If Joe Paterno were alive today, he'd likely be facing serious legal issues, maybe jail time.
If Joe Paterno were alive today, he'd see first hand his legacy in shambles.
If Joe Paterno were alive today, he'd see the damning effects of his selfish actions on the university he claimed to love and care for so much.
Unfortunately, Joe Paterno is not alive today to see the ruins he left behind and it doesn't sit well with many who want to see justice done to one of the key figures behind what I believe to be the worst sports scandal in history.
Unlike Paterno, the other figure heads involved in the Penn State child sexual assault scandal will get their just due. Jerry Sandusky will rot in jail for his heinous crimes against young boys. Three other head administrators may join him soon for the alleged cover up.
But what about the legendary JoePa? There's been much debate since the release of the Freeh Report that tearing down Paterno's statue in front of Beaver Stadium represents some form of justice.
Maybe it does to some, but I believe it should stand to serve as a daily reminder of the corruption at State College and Paterno's overwhelming power that plagued the Penn State football program.
Moving the statue means moving passed Paterno's transgressions and moving passed the scandal itself. Out of sight, out of mind right? I would hope Penn State doesn't let that happen.
The statue no longer stands for a man of integrity, but a man who turned his back on abused children for the betterment of the football team. This needs to be out in the open so all PSU alums, students, fans, faculty and every college or university in this country can remind themselves to never allow a travesty like this to happen again.
Joe Paterno is gone.
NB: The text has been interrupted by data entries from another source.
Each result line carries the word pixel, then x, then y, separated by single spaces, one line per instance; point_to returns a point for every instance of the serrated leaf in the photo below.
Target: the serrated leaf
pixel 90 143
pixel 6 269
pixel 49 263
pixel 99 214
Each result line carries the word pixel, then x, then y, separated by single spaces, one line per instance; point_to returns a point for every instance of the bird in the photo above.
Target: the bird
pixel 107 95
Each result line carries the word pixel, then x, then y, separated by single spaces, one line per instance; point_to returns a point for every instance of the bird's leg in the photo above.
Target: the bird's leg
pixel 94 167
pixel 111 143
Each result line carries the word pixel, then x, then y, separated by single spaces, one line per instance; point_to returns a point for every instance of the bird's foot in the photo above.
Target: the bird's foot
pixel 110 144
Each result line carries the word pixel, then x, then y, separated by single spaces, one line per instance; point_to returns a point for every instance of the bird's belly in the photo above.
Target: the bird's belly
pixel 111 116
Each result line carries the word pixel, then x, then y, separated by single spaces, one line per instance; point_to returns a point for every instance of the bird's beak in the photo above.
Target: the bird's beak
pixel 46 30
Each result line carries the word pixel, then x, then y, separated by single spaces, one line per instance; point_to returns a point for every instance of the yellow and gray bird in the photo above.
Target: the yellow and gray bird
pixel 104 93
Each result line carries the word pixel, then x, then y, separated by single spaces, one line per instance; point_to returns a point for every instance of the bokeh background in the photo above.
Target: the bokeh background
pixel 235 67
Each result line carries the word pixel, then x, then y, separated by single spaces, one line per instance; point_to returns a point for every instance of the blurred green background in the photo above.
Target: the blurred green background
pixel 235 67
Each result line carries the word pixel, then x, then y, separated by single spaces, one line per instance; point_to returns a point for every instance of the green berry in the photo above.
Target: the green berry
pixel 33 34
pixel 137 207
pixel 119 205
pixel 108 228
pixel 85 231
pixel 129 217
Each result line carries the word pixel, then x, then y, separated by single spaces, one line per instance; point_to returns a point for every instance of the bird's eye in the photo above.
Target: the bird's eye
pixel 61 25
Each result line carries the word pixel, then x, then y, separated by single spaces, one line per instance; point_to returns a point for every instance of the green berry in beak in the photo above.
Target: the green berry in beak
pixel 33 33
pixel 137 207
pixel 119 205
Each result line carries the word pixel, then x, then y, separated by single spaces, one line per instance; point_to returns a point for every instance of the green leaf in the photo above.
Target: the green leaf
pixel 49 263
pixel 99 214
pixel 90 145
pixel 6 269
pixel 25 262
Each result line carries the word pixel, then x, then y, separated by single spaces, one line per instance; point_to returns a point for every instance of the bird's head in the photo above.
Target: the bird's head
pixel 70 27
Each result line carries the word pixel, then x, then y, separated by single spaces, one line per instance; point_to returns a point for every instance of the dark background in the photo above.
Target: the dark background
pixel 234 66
A statue means nothing, but moving it puts the focus back on the coach when it should be all about the victims.
The statue was placed there to honor an icon, a saintly figure, the man who built Penn State into a perennial football power. The same impact it has while standing should be the reason it stays, however, for a different reason.
To show how the Nittany Lion king ultimately ended up being nothing more than a cowardly lion at heart. That's justice enough for me. Keep the statue where it is.